Wallace helps develop computational methods to infer structure interdependence from protein family MSAs

Predicting protein structure is an important, growing area of biomedical data science and bioinformatics that can be improved through computational science. Combining the two disciplines may accelerate drug discovery. Dr. T.L. Wallace, professor, computational sciences, and colleagues recently co-published work on a new computational method that may help researchers studying proteins and support development of new drug treatment strategies.

“Our team used an embodiment of the k-modes algorithm to develop a software tool that discovers the ranked critical non-proximal and proximal interdependencies in protein structure,” notes Dr. Wallace who contributed to the math and biostatistics portions.

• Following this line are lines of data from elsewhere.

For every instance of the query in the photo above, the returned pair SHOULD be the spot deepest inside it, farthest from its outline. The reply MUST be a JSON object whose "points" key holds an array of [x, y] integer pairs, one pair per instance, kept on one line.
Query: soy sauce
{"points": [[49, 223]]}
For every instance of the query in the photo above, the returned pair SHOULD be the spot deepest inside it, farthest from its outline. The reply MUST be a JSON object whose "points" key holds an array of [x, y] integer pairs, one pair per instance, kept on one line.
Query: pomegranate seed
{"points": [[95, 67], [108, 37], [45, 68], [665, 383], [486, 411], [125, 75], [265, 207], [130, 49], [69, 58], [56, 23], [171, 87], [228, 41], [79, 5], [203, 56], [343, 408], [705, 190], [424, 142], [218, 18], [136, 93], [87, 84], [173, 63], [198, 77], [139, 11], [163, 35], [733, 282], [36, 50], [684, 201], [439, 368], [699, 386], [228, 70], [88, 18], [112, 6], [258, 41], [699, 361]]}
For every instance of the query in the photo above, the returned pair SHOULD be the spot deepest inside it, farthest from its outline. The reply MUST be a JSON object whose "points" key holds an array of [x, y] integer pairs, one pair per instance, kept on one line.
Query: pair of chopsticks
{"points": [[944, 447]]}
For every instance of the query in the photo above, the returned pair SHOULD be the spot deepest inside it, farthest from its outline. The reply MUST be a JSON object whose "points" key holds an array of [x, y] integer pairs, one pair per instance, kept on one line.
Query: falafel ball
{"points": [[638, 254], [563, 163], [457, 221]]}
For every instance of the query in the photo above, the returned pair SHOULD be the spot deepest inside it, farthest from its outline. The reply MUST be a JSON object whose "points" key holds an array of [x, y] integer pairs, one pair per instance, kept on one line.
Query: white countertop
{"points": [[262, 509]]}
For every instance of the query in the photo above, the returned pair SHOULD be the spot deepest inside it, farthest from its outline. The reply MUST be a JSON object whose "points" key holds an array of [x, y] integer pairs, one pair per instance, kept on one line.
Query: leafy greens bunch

The authors developed a new computational method to analyze large multiple sequence alignments (MSA) for proteins of various sizes. The method supports an efficient way for researchers to discover the key functional and structural sub-molecular components of both globular and intrinsically disordered proteins using a greedy algorithm to support explainable machine learning via deep information theoretic analysis with approximations.
The bioinformatics software tool provides ranked results of protein clusters within minutes.
“PSICalc may aid researchers studying proteins of known and unknown 3D structure by identifying relationships that may have structural or functional significance,” says Dr. Wallace. “It has promising potential for developing new drug therapies for various treatment strategies.”
Professor Wallace collaborated with a team which included a former student as well faculty and researchers from various institutions and scientific backgrounds.
Their paper, PSICalc: a novel approach to identifying and ranking critical non-proximal interdependencies within the overall protein structure, has been published in Bioinformatics Advances, Volume 2, Issue 1, 2022.